I also love NG's FO's. The only one I didn't care for was bay rum but I think that was just me, other people seem to like it just fine.


----------



## navigator9 (Jun 21, 2014)

Thanks for your input, that's good to know. I just went through all of their fragrances, (they have a ton of them) and made a list of ten that I'd like to check out. Do you know where they're located? I looked on their website and blog, but couldn't find a physical address. I try not to order from across the country to avoid shipping fees that make me cringe. I'm in the northeast. Hopefully, they're not on the west coast???


----------



## hmlove1218 (Jun 21, 2014)

I believe they're in Ohio


----------



## navigator9 (Jun 21, 2014)

hmlove1218 said:


> I believe they're in Ohio



Thanks for that....could be worse. :smile:


----------



## cmzaha (Jun 21, 2014)

In my opinion their fo prices are what they are for a reason. They are much more quality fo's on the market but of course at higher prices. I used NG's Werewolf for years and suddenly I have to up the fo percentage to 7% instead of my normal 5% for soap. I will say their Cool Water is good and sticks well, soaps well and their Mango Sorbet smells fantastic, but is difficult to impossible to soap with. My customers also buy for fragrance and want strong. NG's Dragon's Blood is very weak in fragrance, IMO. Sometimes you just get what you pay for.


----------



## OliveOil2 (Jun 21, 2014)

I agree with Carolyn, my issues have been a couple of very weak scents and a few that had zero scent the day I cut them, and the scent didn't come back. When I test a fragrance for the first time I usually go strong at 1% unless the safety guidelines call for less.
 I have told myself that based on their positive feedback that I will give them one more try, this time doing more research first, looking at feedback here and on the scent review board.


----------



## Moody Glenn (Jun 21, 2014)

Hello! I also love Nature's Garden products. No matter which fragrance company you use there will be a price difference and how well the FO's are for your soap recipe. You will always get hits and misses. But.......

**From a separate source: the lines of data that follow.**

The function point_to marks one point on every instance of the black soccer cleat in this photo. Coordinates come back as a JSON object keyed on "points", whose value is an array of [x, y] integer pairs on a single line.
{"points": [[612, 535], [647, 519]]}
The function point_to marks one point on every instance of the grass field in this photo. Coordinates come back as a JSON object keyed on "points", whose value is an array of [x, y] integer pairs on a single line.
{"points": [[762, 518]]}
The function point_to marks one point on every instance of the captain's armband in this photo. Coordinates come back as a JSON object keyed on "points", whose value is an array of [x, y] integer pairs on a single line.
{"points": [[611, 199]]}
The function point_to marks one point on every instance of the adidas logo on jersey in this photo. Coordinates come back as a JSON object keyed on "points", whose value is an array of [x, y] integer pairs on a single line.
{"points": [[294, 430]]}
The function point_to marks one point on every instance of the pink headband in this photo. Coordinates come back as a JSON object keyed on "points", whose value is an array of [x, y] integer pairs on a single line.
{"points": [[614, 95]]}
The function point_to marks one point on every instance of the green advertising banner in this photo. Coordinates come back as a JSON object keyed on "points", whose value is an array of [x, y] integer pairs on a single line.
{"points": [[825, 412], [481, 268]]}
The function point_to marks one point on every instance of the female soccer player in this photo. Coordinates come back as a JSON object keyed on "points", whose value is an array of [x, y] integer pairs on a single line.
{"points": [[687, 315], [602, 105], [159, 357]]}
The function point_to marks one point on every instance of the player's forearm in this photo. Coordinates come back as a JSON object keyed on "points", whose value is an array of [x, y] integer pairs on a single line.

One thing I really recommend when trying different businesses is determining how well their customer service is. This company - for me - is top notch. I am able to travel to the store to pick-up my order. Right after I walk in someone there is happy to greet me and offer any assistance. If I ask to nose-sample some of the oils they show me to the sample wall and allow me to spend as much time to be there. Later on someone will ask if I have any questions and if I decide I am ready to check-out they take my order and in less than 15 minutes I am good to go with all my oils. They have excellent people working there and for me that speaks volumes on their pride of the business and service.  Learn to find which FO's works well for your recipes - I have found many that do work especially well for my main recipe. Check with their website for customer reviews of the oils (be careful though because some of the reviews are with candlemakers) and also with the Scent Review Board like OliveOil2 has wisely advised. Have confidence in ordering from them.


----------



## Aline (Jun 21, 2014)

I like their fruity and floral oils but their designer dupes have been lacking compared to versions from other companies....


----------



## fuzz-juzz (Jun 21, 2014)

I believe one of Oz suppliers sells their FOs, at least the names are the same? They are a bit on the expensive side, but I love them. I tried others, cheaper ones, e.g.  $2/20mls FOs but these are the ones I always go back to. Like with any brand of FOs, some of them have issues. Some will rice, some accelerate, some will drastically fade or morph, but out of all of them I tried, maybe 1-2 caused problems. BB fragrances caused more issues for me, morphed or faded more. I've stopped buying BB FOs almost completely, except for few that we really like. From NG I've got few favourites, like Lotus blossom, which is just like a dream FO to soap with, a bit fast, but smells lovely and never caused separation, ricing, etc. I just can't do cheap FOs. They are the most expensive thing in one batch of soap I make, so why not to spend $$$ on something good.


----------



## navigator9 (Jun 22, 2014)

Thank you everyone for the great information, I really appreciate it. I can live with a FO if it's not strong enough, NGs prices are reasonable enough that I could afford to add more if needed. And I definitely like to do business with a company that has great customer service, it definitely makes a difference. Grrrrr, regarding the designer dupes, I had several of those on my list. It's a shame they don't have the $1 vials, I love those. They must be a pain to have to fill, but I bet they get companies a lot more sales. I'll try to cut my list down and get some small bottles to see how it goes. Thanks again for your help, much appreciated!


----------



## OliveOil2 (Jun 22, 2014)

I wanted to correct my earlier post, just wanted to correct to say 1% per pound which is 6%. Adding that I think the actual site is one of the best designed sites for fragrance online. When I finally get around to making another order I will be asking for suggestions.


----------



## Sinful7 (Jun 27, 2014)

Obsidian said:


> I also love NG's FO's. The only one I didn't care for was bay rum but I think that was just me, other people seem to like it just fine.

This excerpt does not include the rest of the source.